Nicheformer¶

Verdict: 49M parameters beats 444M -- spatial context matters more than model scale for single-cell foundation models.

Citation: Schaar AC, Gruber M, Gao L, et al. "Nicheformer: a foundation model for single-cell and spatial omics." Nature Methods (2025). DOI: 10.1038/s41592-025-02609-2

Problem Setup¶

Foundation models for single-cell genomics aim to learn general-purpose representations from large-scale atlases that transfer to downstream tasks (cell type annotation, perturbation prediction, spatial domain identification). Existing models like scGPT, Geneformer, and scFoundation scale to hundreds of millions of parameters but train exclusively on dissociated scRNA-seq data, discarding spatial context. Nicheformer asks whether incorporating spatial neighborhood information during pretraining produces better representations, even with a smaller model.

Method¶

Nicheformer is a transformer-based foundation model pretrained on approximately 110 million cells from both dissociated scRNA-seq and spatial transcriptomics datasets. The architecture uses 49 million parameters -- roughly one-ninth the size of TranscriptFormer (444M). The model operates on gene expression tokens and uses masked gene prediction as its pretraining objective, similar to BERT's masked language modeling.

The distinguishing feature is spatial context integration through a "niche" mechanism. For cells that come from spatial datasets, the model aggregates expression information from each cell's spatial neighborhood (its niche) and incorporates this as additional context during pretraining. The niche is defined as the k nearest spatial neighbors, and their aggregated expression profile is provided to the transformer alongside the focal cell's own expression. This teaches the model that gene expression is not cell-autonomous -- a cell's state depends on its neighbors.

For cells from dissociated scRNA-seq (which lack spatial coordinates), the spatial context is simply absent, and the model learns from expression alone. This dual-mode design allows Nicheformer to leverage both spatial and non-spatial datasets during pretraining, maximizing training data while learning spatial awareness.

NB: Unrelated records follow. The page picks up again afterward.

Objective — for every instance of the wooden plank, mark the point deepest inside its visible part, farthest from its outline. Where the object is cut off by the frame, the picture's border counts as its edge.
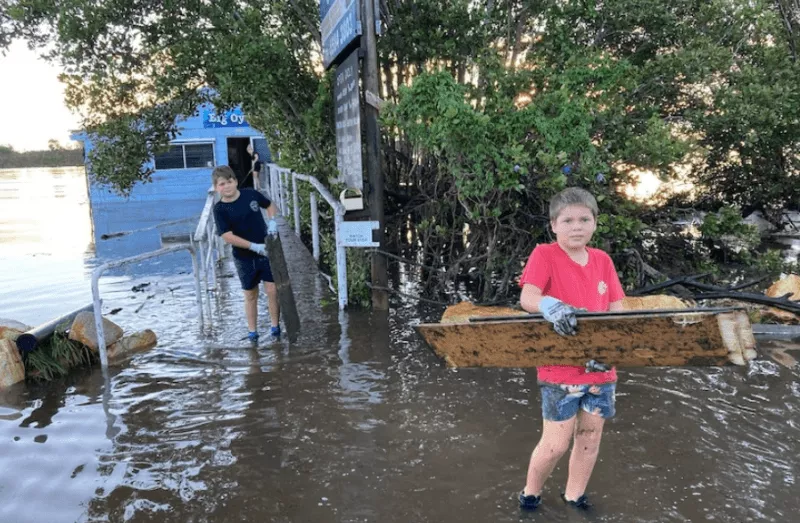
(691, 337)
(280, 274)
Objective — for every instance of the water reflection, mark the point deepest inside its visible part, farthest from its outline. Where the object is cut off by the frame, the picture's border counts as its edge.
(358, 421)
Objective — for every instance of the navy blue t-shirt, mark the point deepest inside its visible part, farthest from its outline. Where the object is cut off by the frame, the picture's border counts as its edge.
(243, 218)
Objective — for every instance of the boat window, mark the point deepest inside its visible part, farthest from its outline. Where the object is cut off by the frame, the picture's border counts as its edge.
(199, 155)
(186, 156)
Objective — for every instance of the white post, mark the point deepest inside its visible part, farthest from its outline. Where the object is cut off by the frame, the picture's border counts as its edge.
(296, 206)
(280, 193)
(314, 226)
(341, 261)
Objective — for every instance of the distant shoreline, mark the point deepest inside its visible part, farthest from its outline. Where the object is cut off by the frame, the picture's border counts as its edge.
(11, 159)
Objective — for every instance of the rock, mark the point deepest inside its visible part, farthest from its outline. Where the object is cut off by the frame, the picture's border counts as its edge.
(757, 220)
(13, 324)
(649, 303)
(84, 331)
(10, 334)
(11, 329)
(128, 346)
(791, 221)
(788, 285)
(462, 312)
(11, 368)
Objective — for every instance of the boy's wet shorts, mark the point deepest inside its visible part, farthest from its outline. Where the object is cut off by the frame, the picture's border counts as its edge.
(251, 271)
(561, 402)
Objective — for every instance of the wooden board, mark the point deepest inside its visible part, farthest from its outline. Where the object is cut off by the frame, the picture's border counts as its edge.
(280, 274)
(627, 339)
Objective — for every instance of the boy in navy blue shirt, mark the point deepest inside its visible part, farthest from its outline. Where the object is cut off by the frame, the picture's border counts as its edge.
(240, 223)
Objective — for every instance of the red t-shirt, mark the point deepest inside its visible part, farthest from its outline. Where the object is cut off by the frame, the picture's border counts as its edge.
(592, 287)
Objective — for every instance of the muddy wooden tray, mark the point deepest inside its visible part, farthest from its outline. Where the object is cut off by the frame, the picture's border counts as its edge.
(691, 337)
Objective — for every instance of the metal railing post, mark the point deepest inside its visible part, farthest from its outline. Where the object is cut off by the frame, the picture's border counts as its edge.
(341, 260)
(280, 193)
(314, 226)
(296, 205)
(97, 302)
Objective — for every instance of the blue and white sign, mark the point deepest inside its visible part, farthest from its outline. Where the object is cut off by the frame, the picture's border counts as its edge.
(233, 118)
(341, 24)
(358, 234)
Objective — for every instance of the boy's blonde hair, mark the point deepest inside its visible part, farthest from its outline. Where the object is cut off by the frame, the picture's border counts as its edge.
(222, 172)
(572, 196)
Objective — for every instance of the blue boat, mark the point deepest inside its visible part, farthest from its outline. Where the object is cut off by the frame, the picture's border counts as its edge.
(182, 177)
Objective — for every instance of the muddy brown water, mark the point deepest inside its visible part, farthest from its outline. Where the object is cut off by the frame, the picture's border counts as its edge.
(358, 422)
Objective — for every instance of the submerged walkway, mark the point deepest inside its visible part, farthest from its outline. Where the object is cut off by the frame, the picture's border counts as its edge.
(311, 291)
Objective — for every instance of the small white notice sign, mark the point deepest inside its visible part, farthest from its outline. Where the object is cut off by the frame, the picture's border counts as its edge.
(357, 234)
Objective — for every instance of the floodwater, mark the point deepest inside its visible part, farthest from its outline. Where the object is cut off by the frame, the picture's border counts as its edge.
(356, 421)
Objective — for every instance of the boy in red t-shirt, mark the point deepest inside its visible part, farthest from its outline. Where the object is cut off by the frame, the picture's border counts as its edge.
(558, 279)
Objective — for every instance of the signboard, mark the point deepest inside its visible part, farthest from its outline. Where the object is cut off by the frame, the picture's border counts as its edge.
(348, 123)
(233, 118)
(341, 24)
(357, 234)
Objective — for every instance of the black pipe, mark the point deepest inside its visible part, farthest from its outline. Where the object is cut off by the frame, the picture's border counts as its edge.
(29, 340)
(617, 314)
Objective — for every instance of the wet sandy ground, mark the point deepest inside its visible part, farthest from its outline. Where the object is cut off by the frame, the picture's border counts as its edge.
(357, 421)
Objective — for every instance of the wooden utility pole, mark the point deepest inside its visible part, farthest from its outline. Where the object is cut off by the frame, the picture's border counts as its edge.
(371, 83)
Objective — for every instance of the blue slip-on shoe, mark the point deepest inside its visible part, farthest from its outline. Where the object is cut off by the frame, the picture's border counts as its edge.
(581, 503)
(529, 502)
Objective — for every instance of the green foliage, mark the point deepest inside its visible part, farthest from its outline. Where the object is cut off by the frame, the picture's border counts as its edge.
(56, 357)
(726, 232)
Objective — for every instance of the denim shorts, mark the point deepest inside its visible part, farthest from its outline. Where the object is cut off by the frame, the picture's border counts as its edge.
(251, 271)
(561, 402)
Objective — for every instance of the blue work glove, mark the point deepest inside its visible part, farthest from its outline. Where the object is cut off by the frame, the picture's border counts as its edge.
(561, 315)
(272, 227)
(258, 248)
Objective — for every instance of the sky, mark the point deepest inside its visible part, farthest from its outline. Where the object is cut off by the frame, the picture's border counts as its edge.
(32, 109)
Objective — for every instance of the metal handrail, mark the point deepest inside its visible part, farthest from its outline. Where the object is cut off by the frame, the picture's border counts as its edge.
(277, 188)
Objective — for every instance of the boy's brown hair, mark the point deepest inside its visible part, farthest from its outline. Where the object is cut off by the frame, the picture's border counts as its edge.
(572, 196)
(222, 172)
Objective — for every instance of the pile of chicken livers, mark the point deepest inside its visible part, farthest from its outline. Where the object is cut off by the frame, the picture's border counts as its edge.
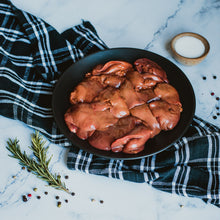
(119, 106)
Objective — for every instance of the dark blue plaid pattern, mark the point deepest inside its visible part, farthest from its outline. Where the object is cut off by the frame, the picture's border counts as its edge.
(33, 55)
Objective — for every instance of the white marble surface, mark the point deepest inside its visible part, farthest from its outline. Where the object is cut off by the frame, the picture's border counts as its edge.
(122, 23)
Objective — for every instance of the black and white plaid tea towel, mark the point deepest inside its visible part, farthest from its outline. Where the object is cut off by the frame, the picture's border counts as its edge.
(33, 55)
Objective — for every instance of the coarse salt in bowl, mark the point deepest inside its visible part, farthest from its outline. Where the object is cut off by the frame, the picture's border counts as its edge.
(189, 48)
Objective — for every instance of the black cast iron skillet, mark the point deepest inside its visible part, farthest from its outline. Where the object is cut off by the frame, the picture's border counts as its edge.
(75, 73)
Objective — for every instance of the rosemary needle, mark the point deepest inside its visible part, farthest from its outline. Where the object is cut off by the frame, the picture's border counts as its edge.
(38, 166)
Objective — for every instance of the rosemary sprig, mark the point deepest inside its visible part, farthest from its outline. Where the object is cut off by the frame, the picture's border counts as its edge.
(40, 166)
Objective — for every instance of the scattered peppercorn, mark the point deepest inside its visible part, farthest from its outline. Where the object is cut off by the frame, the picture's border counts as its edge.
(101, 201)
(58, 204)
(24, 198)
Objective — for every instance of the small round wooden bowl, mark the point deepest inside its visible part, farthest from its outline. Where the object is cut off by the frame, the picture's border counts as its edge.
(186, 60)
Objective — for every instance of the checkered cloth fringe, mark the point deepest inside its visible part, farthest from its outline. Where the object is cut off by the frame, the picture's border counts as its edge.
(33, 55)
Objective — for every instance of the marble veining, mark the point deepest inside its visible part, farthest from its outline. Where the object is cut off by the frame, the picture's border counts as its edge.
(141, 24)
(165, 25)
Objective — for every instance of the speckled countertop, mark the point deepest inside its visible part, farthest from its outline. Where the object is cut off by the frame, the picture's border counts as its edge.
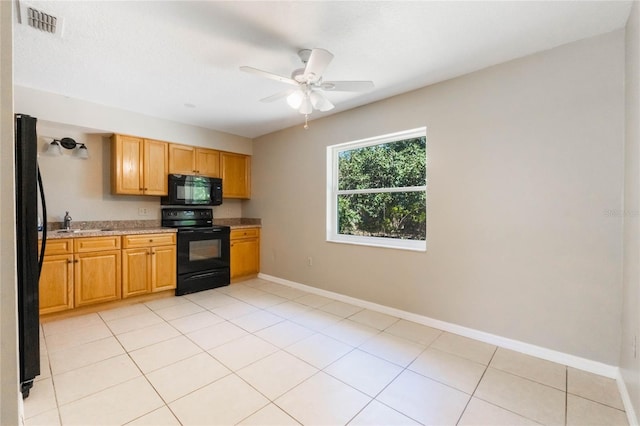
(132, 227)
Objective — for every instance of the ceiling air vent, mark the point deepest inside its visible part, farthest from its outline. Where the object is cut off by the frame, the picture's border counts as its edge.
(40, 20)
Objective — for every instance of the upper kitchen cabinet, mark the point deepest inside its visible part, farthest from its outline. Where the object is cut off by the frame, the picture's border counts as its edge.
(189, 160)
(139, 166)
(236, 175)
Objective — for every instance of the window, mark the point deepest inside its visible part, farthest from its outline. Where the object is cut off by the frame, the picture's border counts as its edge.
(377, 191)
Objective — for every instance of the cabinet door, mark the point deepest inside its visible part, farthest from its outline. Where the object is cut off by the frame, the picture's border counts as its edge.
(163, 268)
(236, 175)
(56, 284)
(245, 257)
(97, 277)
(127, 165)
(135, 272)
(156, 164)
(181, 159)
(208, 162)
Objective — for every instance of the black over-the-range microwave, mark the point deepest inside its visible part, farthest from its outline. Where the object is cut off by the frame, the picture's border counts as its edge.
(188, 190)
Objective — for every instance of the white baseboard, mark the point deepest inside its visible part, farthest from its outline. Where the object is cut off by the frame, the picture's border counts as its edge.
(626, 400)
(569, 360)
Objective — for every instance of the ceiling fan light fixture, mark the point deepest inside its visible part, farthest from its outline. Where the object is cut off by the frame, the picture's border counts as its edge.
(320, 102)
(295, 99)
(306, 107)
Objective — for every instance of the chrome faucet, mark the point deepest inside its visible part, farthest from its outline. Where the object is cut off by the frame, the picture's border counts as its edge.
(67, 221)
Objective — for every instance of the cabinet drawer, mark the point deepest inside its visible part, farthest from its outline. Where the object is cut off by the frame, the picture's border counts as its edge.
(57, 246)
(245, 233)
(83, 245)
(148, 240)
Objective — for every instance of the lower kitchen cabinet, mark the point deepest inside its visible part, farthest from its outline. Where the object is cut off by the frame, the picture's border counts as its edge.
(245, 252)
(56, 277)
(148, 263)
(97, 277)
(97, 270)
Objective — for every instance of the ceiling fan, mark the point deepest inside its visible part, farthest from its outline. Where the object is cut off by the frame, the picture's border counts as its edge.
(309, 86)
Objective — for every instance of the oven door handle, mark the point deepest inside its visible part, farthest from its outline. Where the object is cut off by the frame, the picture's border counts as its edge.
(205, 275)
(199, 231)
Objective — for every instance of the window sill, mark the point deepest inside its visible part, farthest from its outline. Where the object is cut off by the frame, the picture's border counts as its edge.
(409, 245)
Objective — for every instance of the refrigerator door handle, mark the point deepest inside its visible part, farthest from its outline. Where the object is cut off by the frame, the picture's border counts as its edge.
(44, 223)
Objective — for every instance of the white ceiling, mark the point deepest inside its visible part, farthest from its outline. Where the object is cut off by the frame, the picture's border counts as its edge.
(179, 60)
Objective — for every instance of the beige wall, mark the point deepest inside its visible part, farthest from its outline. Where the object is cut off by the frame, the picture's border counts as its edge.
(82, 187)
(63, 110)
(524, 190)
(630, 365)
(9, 396)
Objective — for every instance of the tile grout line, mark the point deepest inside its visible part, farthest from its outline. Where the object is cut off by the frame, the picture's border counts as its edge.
(477, 385)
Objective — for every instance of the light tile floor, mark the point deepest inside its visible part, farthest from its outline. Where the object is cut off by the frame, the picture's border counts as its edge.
(260, 353)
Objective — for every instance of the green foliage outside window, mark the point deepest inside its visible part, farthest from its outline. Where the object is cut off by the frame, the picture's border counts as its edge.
(381, 190)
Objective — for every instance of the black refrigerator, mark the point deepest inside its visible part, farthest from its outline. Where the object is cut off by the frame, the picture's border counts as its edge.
(29, 259)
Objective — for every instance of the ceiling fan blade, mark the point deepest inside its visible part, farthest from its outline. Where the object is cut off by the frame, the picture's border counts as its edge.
(266, 74)
(320, 102)
(278, 95)
(318, 61)
(347, 86)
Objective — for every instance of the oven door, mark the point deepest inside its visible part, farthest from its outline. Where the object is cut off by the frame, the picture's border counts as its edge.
(202, 249)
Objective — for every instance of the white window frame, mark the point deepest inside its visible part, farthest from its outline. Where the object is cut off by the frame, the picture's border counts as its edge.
(333, 192)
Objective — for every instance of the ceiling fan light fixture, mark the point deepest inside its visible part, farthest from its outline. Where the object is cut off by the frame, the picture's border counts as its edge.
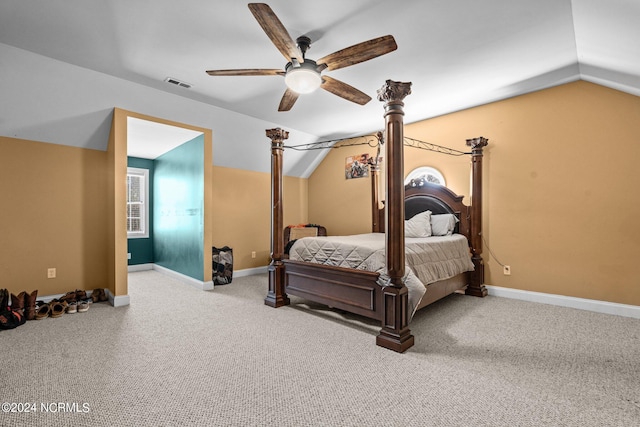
(304, 78)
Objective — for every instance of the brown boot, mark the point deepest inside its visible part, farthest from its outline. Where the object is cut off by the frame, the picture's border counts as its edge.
(30, 305)
(17, 302)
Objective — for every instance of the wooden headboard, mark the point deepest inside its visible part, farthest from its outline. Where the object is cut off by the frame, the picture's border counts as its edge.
(421, 195)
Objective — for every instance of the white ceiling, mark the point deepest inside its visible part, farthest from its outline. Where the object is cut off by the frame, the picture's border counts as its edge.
(458, 54)
(149, 140)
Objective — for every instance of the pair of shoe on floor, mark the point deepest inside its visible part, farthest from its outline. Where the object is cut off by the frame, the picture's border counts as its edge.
(14, 315)
(72, 302)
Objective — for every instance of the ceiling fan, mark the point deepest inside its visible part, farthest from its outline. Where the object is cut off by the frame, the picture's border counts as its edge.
(303, 75)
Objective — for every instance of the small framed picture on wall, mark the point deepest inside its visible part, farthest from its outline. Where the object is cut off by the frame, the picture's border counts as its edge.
(356, 166)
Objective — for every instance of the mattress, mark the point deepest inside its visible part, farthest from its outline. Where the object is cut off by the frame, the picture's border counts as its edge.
(428, 259)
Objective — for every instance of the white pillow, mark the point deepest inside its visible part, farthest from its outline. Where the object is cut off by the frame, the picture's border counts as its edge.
(443, 224)
(418, 226)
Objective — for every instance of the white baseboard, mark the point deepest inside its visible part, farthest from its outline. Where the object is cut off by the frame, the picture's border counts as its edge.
(250, 271)
(117, 300)
(140, 267)
(605, 307)
(205, 286)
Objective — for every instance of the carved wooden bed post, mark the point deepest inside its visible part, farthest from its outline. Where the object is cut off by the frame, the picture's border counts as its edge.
(276, 297)
(395, 333)
(476, 278)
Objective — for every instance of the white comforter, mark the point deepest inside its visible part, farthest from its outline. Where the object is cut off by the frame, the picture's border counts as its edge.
(428, 259)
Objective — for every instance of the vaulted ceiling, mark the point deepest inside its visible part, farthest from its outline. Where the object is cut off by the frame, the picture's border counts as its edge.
(457, 54)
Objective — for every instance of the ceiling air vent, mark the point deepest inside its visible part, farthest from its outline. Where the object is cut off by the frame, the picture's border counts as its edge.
(178, 82)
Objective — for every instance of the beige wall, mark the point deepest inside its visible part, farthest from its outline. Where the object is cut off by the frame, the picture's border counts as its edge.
(53, 216)
(559, 184)
(242, 212)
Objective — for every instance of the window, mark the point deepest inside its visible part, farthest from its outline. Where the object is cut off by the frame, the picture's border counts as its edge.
(428, 173)
(137, 209)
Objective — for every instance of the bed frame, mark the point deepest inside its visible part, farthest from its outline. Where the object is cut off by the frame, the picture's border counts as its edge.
(357, 291)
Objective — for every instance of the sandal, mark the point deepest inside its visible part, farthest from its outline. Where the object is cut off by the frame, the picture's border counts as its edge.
(83, 306)
(72, 307)
(10, 319)
(68, 297)
(42, 310)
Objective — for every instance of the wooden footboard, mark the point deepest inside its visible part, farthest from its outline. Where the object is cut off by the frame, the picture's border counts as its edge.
(355, 291)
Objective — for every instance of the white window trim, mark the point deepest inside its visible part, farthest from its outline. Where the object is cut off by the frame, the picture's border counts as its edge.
(145, 174)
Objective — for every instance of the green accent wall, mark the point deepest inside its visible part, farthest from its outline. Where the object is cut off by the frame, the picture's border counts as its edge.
(141, 249)
(178, 192)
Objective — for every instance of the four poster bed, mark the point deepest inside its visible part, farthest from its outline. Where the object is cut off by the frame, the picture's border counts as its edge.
(388, 293)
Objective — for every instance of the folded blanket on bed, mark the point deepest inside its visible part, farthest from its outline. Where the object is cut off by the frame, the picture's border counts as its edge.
(428, 259)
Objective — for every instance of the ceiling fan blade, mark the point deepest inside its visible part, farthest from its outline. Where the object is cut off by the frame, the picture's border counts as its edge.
(288, 99)
(359, 53)
(276, 31)
(247, 72)
(345, 91)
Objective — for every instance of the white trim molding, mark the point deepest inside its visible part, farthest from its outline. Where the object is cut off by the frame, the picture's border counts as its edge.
(605, 307)
(117, 300)
(251, 271)
(140, 267)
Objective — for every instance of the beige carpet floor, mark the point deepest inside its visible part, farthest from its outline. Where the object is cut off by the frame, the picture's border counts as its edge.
(178, 356)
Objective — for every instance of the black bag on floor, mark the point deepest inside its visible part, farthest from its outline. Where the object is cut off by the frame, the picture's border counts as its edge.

After pretraining, the model produces cell embeddings that can be fine-tuned or used directly for downstream tasks: cell type classification, spatial domain identification, batch integration, and perturbation response prediction.

Evaluation¶

On cell type annotation benchmarks across multiple tissues, Nicheformer (49M) matched or outperformed TranscriptFormer (444M), scGPT (51M), and Geneformer (10M). For spatial domain identification on the DLPFC benchmark, Nicheformer's spatial context provided a clear advantage, achieving smoother and more accurate domain boundaries than models trained without spatial awareness.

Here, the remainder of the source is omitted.